The most common effect would be euphoria (though sometimes effects are felt as unpleasant; set and setting play an important role) along with synaesthetic visions. Only rarely do entheogenic effects are experienced.
When taken before going to sleep, it may initiate vivid and lucid dreams. (Presumably, the lucid dreaming induction effect may be in part due to the choline content of the caps.) It can also induce pleasant dreams, often involving flying. Its influence on dreams is generally positive.
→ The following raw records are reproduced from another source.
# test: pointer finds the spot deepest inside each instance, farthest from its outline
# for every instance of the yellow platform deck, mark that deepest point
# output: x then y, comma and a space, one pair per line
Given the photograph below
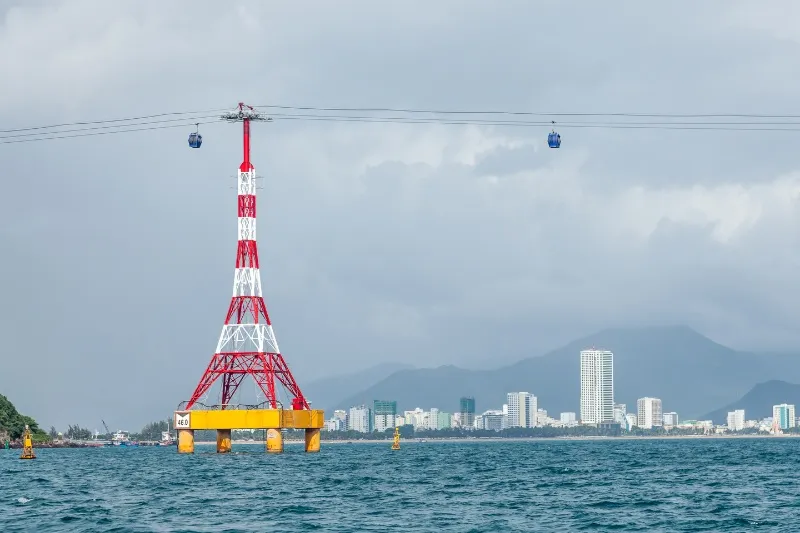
250, 419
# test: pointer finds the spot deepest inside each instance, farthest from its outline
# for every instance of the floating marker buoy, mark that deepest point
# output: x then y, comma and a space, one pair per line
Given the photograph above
27, 445
396, 443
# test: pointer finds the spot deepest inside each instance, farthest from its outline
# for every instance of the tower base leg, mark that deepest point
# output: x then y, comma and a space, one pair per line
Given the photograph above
312, 440
223, 440
185, 441
274, 441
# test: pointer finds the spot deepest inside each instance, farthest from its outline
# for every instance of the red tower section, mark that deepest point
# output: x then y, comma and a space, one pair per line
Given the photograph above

The Fly Agaric is a Sleep and Dream Mushroom, and I recommend ingesting it before going to sleep as it tends to induce sleepiness as well as pleasurable dreams. If you wake up before the end of the trip, you may continue enjoying visionary effects.
In the day after consumption of the mushroom, people often exhibit increased motivation as well as improved mood and mental/physical well-being.
Smoking Amanita muscaria may cause a heightened/refined/altered state of perception and increased muscle sensitivity. They also have synergistic effects when combined with other herbs as I explain below.
As a Herbal Remedy
Traditionally, Fly Agaric shrooms were used internally to treat exhaustion and externally for snakebites. Later it was used internally for epilepsy and fever and externally for ulcerated fistulae.
In homeopathy it is used to treat the nervous system, for problems associated with menopause, bladder/intestinal cramps, and overexcitability.
Methods of Consumption
Different methods of consumption/preparation highlight different active ingredients in the mushroom. For example, eating them fresh or making a cold water infusion brings out ibotenic acid the most. A hot tea maximizes muscimol. Muscazone is said to be generated when the mushroom is dried in the sun.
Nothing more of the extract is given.